Table II shows the improvement of the reconstruction accuracy by using the VWC and SR for all illustrated curves in Fig. 6. The calculated reconstruction accuracy is a quantitative metric for the reconstruction of width and amplitude of the defects. Moreover, it considers the success of separating two defects within a defect pair (see formulas to calculate reconstruction accuracy in  [15]).
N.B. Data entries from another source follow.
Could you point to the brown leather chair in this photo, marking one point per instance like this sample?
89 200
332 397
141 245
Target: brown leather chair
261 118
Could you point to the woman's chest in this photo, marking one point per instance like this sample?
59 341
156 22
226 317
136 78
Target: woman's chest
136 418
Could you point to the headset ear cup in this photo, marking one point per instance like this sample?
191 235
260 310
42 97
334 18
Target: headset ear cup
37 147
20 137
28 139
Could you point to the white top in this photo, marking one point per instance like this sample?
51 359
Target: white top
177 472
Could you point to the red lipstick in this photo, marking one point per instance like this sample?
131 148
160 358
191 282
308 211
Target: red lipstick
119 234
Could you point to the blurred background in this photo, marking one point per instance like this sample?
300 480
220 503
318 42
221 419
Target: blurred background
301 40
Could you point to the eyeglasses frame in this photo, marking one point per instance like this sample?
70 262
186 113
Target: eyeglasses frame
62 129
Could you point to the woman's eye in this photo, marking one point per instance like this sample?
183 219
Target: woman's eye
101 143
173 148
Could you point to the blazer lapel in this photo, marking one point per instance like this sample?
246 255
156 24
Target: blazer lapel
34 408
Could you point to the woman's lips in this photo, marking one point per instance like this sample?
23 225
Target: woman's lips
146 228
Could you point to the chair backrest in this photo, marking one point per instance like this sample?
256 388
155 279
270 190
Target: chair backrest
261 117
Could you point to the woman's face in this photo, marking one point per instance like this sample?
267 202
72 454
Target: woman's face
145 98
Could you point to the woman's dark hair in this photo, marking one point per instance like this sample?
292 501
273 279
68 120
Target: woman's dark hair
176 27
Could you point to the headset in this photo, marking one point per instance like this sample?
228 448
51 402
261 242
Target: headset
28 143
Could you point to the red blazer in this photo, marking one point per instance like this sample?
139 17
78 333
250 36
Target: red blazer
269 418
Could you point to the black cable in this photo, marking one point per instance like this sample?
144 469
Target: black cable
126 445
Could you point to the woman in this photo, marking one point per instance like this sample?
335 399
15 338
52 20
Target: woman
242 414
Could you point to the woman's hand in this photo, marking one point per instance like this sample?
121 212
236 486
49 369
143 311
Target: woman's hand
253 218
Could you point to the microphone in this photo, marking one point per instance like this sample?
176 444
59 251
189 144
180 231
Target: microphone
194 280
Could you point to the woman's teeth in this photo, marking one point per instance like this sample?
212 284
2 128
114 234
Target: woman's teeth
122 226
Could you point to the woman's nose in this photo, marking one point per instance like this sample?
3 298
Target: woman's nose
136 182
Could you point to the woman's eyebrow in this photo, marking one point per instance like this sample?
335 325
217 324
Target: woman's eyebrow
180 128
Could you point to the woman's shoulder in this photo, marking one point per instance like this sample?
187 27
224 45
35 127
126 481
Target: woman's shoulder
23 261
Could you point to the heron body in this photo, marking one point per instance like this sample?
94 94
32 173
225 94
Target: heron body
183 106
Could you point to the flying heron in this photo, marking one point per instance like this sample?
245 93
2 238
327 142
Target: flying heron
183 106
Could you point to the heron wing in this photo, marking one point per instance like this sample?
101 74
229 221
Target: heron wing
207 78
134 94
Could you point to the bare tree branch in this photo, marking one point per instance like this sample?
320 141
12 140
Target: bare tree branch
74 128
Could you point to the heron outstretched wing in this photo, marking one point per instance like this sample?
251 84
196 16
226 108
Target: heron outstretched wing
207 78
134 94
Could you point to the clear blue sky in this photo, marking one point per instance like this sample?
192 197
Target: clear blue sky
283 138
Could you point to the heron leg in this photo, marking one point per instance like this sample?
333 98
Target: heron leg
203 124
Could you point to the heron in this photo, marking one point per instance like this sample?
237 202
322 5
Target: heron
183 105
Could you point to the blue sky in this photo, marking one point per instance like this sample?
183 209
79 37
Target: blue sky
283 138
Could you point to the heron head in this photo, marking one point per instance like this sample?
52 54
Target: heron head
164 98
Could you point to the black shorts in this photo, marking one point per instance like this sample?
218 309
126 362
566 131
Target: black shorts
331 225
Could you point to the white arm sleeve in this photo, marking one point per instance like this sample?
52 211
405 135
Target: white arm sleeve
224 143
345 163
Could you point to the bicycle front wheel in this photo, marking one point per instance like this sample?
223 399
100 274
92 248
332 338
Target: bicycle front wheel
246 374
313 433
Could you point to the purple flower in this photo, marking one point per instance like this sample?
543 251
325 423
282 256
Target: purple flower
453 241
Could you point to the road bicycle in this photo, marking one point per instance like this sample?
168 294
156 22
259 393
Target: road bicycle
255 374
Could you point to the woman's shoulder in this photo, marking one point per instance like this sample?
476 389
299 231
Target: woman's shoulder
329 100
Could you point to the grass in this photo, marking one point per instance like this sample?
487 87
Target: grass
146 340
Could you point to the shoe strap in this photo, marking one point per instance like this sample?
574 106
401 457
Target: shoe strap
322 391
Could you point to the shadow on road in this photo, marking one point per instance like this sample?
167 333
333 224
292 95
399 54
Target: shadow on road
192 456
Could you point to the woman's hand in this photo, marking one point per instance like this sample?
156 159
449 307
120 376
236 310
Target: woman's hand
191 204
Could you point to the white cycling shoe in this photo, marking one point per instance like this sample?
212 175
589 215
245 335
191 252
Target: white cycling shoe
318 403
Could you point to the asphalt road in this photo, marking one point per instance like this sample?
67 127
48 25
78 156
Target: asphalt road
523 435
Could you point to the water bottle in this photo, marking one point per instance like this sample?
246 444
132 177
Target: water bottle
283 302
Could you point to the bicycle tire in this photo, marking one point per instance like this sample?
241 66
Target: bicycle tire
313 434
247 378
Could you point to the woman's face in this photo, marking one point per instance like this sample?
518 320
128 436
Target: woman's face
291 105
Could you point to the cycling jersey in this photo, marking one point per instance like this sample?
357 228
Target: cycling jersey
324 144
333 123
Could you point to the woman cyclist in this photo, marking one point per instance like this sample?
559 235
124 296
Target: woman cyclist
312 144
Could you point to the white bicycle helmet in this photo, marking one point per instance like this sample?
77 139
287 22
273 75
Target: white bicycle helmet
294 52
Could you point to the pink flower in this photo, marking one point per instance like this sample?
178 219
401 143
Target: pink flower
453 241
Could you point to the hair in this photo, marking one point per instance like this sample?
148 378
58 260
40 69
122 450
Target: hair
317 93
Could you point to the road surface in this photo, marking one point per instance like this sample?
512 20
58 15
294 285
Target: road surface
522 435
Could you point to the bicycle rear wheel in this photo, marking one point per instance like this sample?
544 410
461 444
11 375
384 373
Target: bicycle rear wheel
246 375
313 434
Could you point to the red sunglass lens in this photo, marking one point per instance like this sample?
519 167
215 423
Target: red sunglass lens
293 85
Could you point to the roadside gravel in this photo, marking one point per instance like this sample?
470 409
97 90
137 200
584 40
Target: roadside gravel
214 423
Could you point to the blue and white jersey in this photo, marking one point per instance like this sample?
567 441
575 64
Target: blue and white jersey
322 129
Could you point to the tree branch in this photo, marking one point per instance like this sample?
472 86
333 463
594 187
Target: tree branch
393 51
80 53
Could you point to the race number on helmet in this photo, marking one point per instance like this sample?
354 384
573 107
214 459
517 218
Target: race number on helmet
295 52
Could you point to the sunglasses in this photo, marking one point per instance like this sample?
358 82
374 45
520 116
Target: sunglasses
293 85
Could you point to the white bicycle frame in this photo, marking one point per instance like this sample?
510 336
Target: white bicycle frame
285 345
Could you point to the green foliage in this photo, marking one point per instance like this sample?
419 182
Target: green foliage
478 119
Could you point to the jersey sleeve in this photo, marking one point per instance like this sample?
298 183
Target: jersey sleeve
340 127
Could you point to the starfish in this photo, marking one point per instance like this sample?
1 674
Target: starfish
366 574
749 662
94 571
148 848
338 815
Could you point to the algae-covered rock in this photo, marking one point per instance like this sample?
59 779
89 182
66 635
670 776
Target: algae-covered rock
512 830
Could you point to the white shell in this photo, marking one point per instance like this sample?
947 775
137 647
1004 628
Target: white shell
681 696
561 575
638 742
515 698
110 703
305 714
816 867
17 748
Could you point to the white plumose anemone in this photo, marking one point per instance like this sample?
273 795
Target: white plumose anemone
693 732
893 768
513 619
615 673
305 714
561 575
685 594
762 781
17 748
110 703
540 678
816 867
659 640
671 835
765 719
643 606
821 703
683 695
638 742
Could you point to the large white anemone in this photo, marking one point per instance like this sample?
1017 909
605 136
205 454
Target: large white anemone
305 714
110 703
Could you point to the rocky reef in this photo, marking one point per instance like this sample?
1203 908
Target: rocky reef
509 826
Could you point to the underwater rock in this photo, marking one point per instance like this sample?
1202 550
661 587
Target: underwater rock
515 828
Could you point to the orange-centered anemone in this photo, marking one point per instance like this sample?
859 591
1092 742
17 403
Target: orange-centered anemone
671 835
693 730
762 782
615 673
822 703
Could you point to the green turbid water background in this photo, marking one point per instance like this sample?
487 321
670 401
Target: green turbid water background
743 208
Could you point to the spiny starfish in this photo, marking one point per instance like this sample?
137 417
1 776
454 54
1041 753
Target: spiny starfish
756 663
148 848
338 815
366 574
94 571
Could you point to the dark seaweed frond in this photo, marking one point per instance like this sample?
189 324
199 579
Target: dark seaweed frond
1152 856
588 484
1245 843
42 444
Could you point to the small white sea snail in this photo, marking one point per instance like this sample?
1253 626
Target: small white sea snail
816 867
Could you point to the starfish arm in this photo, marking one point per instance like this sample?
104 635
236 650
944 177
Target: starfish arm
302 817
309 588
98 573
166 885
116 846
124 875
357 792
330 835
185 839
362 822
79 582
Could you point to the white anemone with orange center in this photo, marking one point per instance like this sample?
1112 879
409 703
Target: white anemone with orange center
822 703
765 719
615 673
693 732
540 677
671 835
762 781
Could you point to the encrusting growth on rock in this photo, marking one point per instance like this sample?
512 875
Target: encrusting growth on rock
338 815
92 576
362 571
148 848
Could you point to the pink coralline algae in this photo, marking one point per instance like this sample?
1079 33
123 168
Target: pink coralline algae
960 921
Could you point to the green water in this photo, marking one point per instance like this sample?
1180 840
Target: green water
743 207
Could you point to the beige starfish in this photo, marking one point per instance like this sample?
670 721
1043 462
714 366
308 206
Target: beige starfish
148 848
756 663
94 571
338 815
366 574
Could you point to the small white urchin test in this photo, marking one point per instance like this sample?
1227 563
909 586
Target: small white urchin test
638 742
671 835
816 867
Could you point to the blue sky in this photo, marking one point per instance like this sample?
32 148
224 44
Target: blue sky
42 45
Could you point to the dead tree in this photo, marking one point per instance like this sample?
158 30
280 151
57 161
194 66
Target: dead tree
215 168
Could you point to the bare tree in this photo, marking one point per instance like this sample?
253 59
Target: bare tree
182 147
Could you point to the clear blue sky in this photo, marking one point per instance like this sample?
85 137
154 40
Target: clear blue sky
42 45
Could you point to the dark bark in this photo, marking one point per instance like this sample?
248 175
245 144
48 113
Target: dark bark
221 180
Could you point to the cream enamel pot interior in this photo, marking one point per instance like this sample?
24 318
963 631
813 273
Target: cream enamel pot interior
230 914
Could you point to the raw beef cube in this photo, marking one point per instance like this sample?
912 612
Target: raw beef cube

TABLE I Chosen Regularization Parameters to Obtain the Results from Different Configurations Shown in Figs. 4–6

TABLE II Overall Reconstruction Accuracies Are Calculated as Shown in [15]. This Metric Is Used to Evaluate the Separability of Defects. Hence, the Reconstruction Accuracies Are in [0,1], Where 1 Stands for a Perfect Reconstruction and 0 Denotes That No Indication Is Given for Two Defects Within One Investigated Defect Pair

Comparing these results with the studies in  [15] where the maximum thermogram method (MT) was used, we see a huge improvement using the VW concept in transmission configuration [see almost perfect reconstruction of defects in Fig. 6(e)]. Unfortunately, we do not observe such an improvement in reflection. We suspect that the reason is that the VW concept is implemented by a local transformation which increases the SNR pixelwise such that in data exhibiting similarly high SNRs for each pixel, nondefect areas can be interpreted as defect areas by the VW algorithm. In contrast, MT extracts one thermogram without changing the spatial shape of the thermal image. These studies therefore encourage the application of the VW concept in reflection with high-power heating sources and many measurements.